Students passing by the quad should see the tipi as a symbol of Native identity and respect the spirituality of personal meaning behind it. “It’s not an exhibit, it’s not an art piece; we’re putting it up for a real, spiritual, and personal purpose,” Parsons said. “It’s not to put on display, but we also benefit from the visage of it and the image it creates being in the spot that it’s in.” The location provides ample exposure for anyone on campus, which encourages discussions of Native traditions and sense of place.

When considering the tipi, students must keep in mind that it is an image for the Native community rather than an exhibition for non-Native students. Understanding the significance of the structure increases the respect students show for the tipi.

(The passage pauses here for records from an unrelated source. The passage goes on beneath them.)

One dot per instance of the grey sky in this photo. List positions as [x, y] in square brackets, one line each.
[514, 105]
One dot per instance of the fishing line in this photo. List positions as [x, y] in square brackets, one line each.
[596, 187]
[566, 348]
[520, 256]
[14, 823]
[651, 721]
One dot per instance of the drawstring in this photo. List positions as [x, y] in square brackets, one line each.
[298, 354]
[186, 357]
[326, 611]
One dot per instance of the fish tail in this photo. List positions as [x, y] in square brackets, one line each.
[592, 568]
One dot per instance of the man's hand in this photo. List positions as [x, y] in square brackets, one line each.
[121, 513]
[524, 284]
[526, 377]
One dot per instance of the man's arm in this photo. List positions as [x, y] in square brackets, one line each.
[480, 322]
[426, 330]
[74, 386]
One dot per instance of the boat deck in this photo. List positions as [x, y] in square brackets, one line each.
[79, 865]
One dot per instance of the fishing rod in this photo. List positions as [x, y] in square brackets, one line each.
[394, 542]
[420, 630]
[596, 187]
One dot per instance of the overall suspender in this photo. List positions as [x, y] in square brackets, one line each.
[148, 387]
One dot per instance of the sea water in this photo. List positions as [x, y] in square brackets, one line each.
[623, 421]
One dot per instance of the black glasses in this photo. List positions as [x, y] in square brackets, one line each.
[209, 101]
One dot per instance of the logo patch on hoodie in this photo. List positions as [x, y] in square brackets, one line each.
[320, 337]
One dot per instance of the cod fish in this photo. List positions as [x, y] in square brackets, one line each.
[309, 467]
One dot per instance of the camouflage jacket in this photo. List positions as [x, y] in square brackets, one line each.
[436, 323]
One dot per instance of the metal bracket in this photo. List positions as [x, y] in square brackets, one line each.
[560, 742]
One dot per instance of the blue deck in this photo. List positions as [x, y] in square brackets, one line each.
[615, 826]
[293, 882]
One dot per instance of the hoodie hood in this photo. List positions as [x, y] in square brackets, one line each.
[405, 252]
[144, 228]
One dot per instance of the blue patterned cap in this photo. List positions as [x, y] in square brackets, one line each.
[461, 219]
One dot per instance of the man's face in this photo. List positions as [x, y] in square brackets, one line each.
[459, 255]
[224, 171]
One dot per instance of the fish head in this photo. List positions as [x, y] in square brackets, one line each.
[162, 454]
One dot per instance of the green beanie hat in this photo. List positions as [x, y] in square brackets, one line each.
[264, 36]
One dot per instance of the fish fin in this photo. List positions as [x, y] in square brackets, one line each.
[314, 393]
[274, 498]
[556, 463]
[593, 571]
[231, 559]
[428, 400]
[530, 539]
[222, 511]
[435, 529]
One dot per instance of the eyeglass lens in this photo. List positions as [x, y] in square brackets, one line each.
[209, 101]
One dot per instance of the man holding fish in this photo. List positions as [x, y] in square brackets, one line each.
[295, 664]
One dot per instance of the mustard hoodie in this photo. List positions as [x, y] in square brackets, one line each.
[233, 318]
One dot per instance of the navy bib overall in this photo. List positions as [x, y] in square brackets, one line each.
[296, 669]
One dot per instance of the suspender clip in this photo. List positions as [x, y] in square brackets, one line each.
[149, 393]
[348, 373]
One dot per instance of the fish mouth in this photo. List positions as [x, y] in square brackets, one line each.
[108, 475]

In previous years, students have desecrated the space by vandalizing the tipi and playing inside. “It’s not a place to play, it’s not a tent, it’s not for some kid on campus who just wants to hang out,” Parsons expressed. “We put this up for a purpose, we put this up in remembrance, and also to honor our roots and who we are.” When students’ interactions with the tipi are not consistent with those values, especially when the tipi has been desecrated in the past, those actions serve to erase the Native history and Native identities on campus. Parsons urged students to understand the deep disrespect for and dismissal of Native traditions and students that is inherent to desecrating the tipi.

For Native students, the tipi provides a common connection between diverse tribal cultures. “By and large, we all kind of come from similar backgrounds,” Parson explained. “Despite our different distinct cultural identities or different distinct personal identities, we can all connect on a similar level that allows us to share our diversity with each other and also share in the difficulties presented with that diversity in society, and a lot of those are common.” The tipi is then a way to reach out to members of the Native community and provide a platform for communication and community.

This image and artistic expression of identity “isn’t a symbol that usually people see in spaces like this, so I think that’s especially powerful, especially next to the flagpole and all of the legacy and names that are on that,” Parsons said. “It’s a powerful image to say ‘this is our school too, we’re here, and we’re going to make sure that we feel comfortable and we can express ourselves.’”

NASU puts the tipi up two times each year: once during Native American Heritage Month in November, and once during the annual powwow which takes place this Saturday.

NASU is hosting the 2017 CC Native American Exhibition Powwow in Cornerstone from 9 a.m. to 5 p.m. The event is open to the public, and visitors can learn more about Native customs, traditions, and clothing while listening to the drums and watching the dances. The Water Is Life Powwow is honoring the water protectors at Standing Rock and at resistance camps across the country that are working against pipelines and desecration of land.

Though not intentionally on the quad during a week when many prospective students are taking tours of the campus, the tipi creates a powerful image for future students getting a glimpse of CC students’ values and identities.

To further the communal goals of inclusion and celebrating diversity, Parsons reminded students that “this is not a play space, and this is not your space to enter unless you’ve been invited.”